Publié le 13 juin 2026 à 18:29

Crédit Photo : LOSC Médias
La section féminine du LOSC a terminé la saison 2025-2026, la première avec Mathieu Robail à sa tête, à la sixième place de Seconde Ligue. Les ambitions de montée n’en sont plus vraiment chez les Dogues, tournés vers un autre projet.
Il fut un temps lors duquel la direction du LOSC affichait clairement ses ambitions au moment d’évoquer sa section féminine. Ce temps est révolu et ce n’est qu’un constat, pas une critique, puisque cette évolution est simplement le fruit d’un changement de politique sportive. Après une saison de transition, celle marquée par le départ de l’historique Rachel Saïdi, la venue d’une tribu marseillaise menée par Yacine Guesmia et une septième place en Seconde Ligue (pire classement de l’histoire du LOSC), un nouveau projet a été entamé.
Jeunesse et dynamisme
Celui-ci se tourne vers la jeunesse, comme le démontre la moyenne d’âge de l’effectif (21,5 ans) dont a disposé Mathieu Robail tout au long de la saison 2025-2026 terminée au sixième rang, ainsi que la naissance du centre de formation féminin lillois en septembre 2024. « On n’a pas d’objectif à court terme. […] Ce que je veux avant tout, c’est une équipe qui soit construite sur une base de joueuses issues du centre de formation. L’objectif est vraiment de donner une image jeune, dynamique et positive du LOSC », déclarait Olivier Létang en novembre dernier, lors de l’exposition célébrant les 10 ans de la section féminine.
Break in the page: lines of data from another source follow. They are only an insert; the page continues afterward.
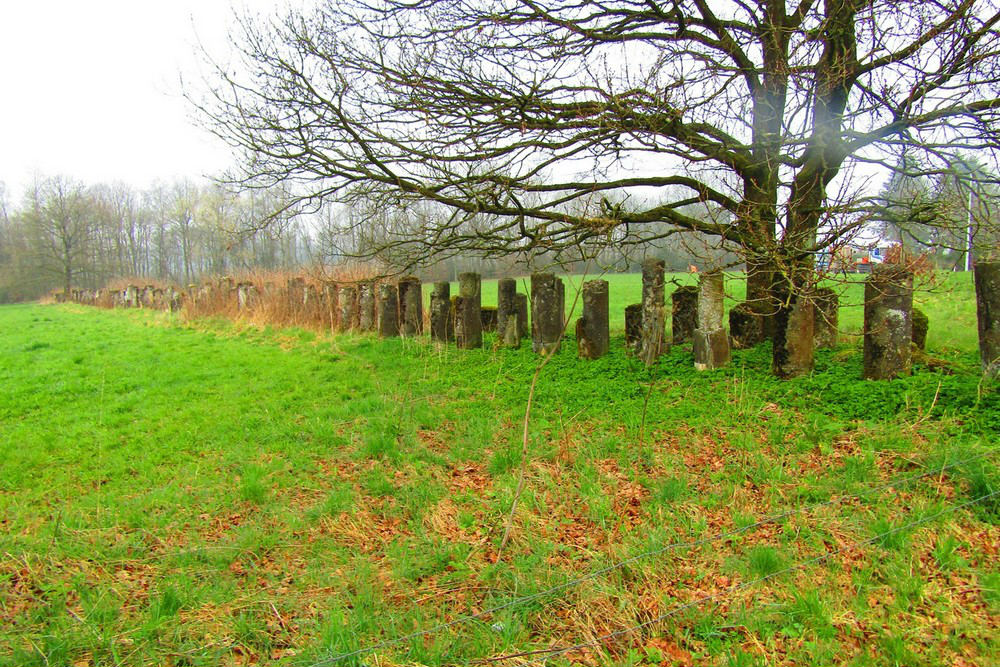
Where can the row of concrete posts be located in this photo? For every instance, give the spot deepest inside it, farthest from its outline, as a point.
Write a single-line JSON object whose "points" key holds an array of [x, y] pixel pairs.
{"points": [[797, 323]]}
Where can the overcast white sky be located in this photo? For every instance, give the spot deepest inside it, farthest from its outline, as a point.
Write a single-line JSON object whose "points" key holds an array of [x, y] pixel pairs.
{"points": [[90, 88]]}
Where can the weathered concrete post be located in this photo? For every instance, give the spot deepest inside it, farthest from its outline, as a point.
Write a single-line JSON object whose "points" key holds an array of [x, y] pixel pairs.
{"points": [[411, 311], [561, 295], [592, 329], [746, 326], [243, 295], [366, 306], [468, 312], [546, 318], [442, 322], [654, 333], [711, 343], [920, 325], [294, 296], [792, 351], [332, 292], [388, 311], [522, 316], [488, 318], [511, 335], [633, 328], [506, 303], [684, 314], [987, 278], [888, 322], [348, 307], [826, 323]]}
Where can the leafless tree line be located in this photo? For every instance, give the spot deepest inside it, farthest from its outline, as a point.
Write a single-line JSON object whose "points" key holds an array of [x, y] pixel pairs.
{"points": [[66, 234]]}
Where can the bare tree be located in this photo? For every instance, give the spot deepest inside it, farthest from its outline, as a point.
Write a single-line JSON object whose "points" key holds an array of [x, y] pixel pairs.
{"points": [[551, 125], [60, 222]]}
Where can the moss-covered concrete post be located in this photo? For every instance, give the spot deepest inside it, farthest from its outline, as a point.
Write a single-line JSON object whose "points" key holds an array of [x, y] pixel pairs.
{"points": [[987, 278], [388, 311], [592, 329], [888, 332], [711, 343]]}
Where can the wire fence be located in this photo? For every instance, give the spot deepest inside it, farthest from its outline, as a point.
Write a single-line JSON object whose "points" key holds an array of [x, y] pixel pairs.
{"points": [[725, 535]]}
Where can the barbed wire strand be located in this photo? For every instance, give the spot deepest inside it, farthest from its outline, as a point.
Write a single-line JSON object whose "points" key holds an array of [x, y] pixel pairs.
{"points": [[553, 653], [642, 556]]}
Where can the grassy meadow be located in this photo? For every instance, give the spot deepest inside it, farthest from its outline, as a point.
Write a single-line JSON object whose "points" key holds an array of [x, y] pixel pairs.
{"points": [[207, 492]]}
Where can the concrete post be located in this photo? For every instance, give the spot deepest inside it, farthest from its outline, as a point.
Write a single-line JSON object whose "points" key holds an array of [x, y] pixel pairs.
{"points": [[546, 318], [468, 315], [987, 278], [411, 312], [654, 334], [523, 330], [633, 328], [826, 318], [442, 322], [711, 343], [792, 343], [366, 306], [506, 303], [592, 329], [684, 314], [888, 322], [348, 298], [388, 311]]}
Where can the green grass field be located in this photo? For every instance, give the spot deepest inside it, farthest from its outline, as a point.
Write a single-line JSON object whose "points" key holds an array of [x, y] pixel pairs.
{"points": [[207, 493]]}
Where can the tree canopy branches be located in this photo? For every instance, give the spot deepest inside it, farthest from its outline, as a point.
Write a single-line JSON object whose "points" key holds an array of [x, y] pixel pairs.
{"points": [[551, 124]]}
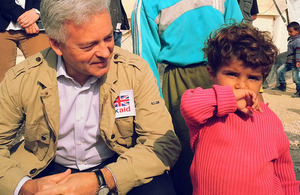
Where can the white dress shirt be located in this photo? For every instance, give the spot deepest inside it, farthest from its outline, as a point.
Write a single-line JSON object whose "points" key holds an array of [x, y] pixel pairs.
{"points": [[79, 143]]}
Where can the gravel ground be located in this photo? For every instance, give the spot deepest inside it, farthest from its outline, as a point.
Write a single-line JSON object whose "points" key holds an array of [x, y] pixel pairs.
{"points": [[288, 110]]}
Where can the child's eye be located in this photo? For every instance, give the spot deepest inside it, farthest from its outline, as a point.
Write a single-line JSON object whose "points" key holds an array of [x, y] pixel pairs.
{"points": [[233, 74], [256, 78]]}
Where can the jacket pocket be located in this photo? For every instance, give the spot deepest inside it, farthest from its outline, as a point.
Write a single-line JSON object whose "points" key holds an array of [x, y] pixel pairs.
{"points": [[125, 128], [37, 139]]}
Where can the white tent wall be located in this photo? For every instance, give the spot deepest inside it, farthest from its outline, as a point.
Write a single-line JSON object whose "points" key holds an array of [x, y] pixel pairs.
{"points": [[126, 38]]}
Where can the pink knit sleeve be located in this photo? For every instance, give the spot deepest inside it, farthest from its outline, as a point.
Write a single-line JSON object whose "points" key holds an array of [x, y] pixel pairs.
{"points": [[283, 165], [198, 105], [225, 100]]}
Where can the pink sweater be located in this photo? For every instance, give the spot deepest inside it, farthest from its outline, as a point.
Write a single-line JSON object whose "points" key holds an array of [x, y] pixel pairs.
{"points": [[235, 153]]}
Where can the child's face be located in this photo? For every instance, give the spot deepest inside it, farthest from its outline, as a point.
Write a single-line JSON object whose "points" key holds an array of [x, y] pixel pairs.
{"points": [[292, 32], [238, 77]]}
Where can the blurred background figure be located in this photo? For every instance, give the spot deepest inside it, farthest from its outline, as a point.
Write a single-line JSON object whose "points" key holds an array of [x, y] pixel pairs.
{"points": [[171, 34], [119, 20], [20, 28], [249, 9]]}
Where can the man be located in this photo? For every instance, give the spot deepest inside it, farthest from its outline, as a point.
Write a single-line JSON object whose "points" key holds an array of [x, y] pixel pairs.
{"points": [[172, 34], [94, 119]]}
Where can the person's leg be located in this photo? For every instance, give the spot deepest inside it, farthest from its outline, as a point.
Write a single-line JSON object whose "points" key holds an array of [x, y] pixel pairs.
{"points": [[296, 80], [160, 185], [8, 51], [118, 38], [281, 73], [32, 44], [176, 81]]}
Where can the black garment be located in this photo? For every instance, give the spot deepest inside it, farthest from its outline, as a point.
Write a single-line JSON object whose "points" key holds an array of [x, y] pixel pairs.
{"points": [[118, 15], [248, 8], [10, 11]]}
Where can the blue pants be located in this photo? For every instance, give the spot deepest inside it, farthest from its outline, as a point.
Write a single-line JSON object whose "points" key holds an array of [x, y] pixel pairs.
{"points": [[295, 72]]}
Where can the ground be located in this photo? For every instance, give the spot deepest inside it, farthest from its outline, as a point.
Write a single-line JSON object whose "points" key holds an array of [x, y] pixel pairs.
{"points": [[288, 110]]}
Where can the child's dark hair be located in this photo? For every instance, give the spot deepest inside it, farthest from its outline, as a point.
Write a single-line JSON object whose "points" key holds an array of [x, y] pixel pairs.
{"points": [[240, 42], [294, 25]]}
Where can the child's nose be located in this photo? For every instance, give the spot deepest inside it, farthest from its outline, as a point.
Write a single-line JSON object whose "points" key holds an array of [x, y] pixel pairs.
{"points": [[241, 85]]}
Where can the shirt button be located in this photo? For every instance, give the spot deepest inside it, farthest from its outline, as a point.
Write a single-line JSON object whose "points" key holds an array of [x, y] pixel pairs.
{"points": [[33, 171], [113, 136]]}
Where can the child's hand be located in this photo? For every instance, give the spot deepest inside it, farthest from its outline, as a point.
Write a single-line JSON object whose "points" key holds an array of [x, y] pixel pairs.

Pour le sportif, c’est vers Patrick Robert, président de l’association du LOSC, qu’il fallait se tourner pour en savoir véritablement plus : « On se tourne vers la formation. […] La montée viendra quand elle viendra », lâchait-il lors de la même soirée. L’ambition de viser la montée en D1 chaque année n’en est plus vraiment une. Il s’agit plutôt d’un rêve qui signifierait que le travail réalisé a payé plus que jamais, que la formation lilloise est suffisamment brillante pour performer au plus haut niveau.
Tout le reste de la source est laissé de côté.